To make the most of the Medicare chronic care management (CCM) payment, have a nurse or other nonphysician provider deliver the care.

That was the conclusion reached by Dr. Sanjay Basu of Stanford (Calif.) University and his colleagues based on their analysis of national practice data on patient use of primary care services, staffing costs, overhead, and reimbursements, published Sept. 21 in Annals of Internal Medicine (doi:10.7326/M14-2677).

Up to two-thirds of Medicare-covered patients on primary care patient panels are eligible for the new CCM payment, unveiled earlier this year as part of Medicare’s move away from fee-for-service medicine, according to the researchers.

Dr. Basu and his colleagues created microsimulation models to determine that net revenue gains were highest when CCM plans were developed at an annual preventive care visit and in partnership with nonphysician providers who were then tasked with delivering the care.

If services were delivered by a registered nurse, revenue increased $332/CCM patient. When delivered by a licensed practical nurse, the increase was $372/CCM patient. And when a medical assistent delivered the care, revenue increased by $385/CCM patient.

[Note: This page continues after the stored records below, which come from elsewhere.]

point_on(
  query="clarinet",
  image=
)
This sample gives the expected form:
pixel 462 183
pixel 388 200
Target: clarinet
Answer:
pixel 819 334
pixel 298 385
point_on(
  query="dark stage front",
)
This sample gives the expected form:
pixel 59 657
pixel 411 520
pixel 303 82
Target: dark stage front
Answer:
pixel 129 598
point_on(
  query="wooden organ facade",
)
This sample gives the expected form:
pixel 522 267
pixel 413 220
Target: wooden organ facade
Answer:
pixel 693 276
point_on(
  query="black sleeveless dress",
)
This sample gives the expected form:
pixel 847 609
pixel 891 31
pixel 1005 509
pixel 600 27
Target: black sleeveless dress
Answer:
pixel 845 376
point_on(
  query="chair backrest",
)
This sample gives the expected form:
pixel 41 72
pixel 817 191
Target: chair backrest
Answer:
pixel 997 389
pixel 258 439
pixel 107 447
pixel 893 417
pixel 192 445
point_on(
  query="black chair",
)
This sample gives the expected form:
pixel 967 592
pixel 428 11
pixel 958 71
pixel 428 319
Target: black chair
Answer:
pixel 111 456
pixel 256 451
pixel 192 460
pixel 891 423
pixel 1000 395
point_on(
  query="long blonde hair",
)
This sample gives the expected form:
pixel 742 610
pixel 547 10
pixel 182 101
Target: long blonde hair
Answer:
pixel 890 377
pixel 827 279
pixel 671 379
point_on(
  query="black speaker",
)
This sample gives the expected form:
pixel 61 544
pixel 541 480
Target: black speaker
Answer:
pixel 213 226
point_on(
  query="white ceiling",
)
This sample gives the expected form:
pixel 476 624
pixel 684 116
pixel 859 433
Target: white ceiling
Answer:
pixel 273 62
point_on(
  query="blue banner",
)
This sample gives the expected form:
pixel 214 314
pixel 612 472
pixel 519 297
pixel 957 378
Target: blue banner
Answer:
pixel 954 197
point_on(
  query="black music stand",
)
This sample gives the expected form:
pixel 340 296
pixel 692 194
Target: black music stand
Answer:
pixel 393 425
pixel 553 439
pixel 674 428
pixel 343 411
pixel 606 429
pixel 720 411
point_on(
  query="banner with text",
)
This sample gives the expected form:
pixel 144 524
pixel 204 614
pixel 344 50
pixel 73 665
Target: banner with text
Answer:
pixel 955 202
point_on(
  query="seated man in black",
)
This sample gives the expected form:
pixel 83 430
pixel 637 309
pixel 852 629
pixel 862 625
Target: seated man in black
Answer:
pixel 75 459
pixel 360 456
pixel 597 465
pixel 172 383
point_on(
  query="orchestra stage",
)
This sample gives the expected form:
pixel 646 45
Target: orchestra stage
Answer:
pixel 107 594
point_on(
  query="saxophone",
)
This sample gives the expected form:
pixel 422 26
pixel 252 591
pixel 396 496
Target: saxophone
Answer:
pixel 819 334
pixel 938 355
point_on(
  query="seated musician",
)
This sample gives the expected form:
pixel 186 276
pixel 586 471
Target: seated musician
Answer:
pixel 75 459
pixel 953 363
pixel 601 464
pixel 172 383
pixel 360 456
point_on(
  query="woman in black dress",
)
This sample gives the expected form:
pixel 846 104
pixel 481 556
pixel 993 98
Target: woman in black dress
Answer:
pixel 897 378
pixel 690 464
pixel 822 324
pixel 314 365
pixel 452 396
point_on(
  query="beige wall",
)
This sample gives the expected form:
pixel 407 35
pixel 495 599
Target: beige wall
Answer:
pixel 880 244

For primary care practices with patient panels of about 2,000, if a minimum of 76 CCM patients per full-time equivalent physician were enrolled and cared for by a registered nurse, the net annual revenue increase was $75,000 per full-time physician when combined with the cost of 12 hours of weekly nursing services.

The analysis could incentivize practices to adapt more team-based models of care, regardless of practice size, Dr. Basu noted.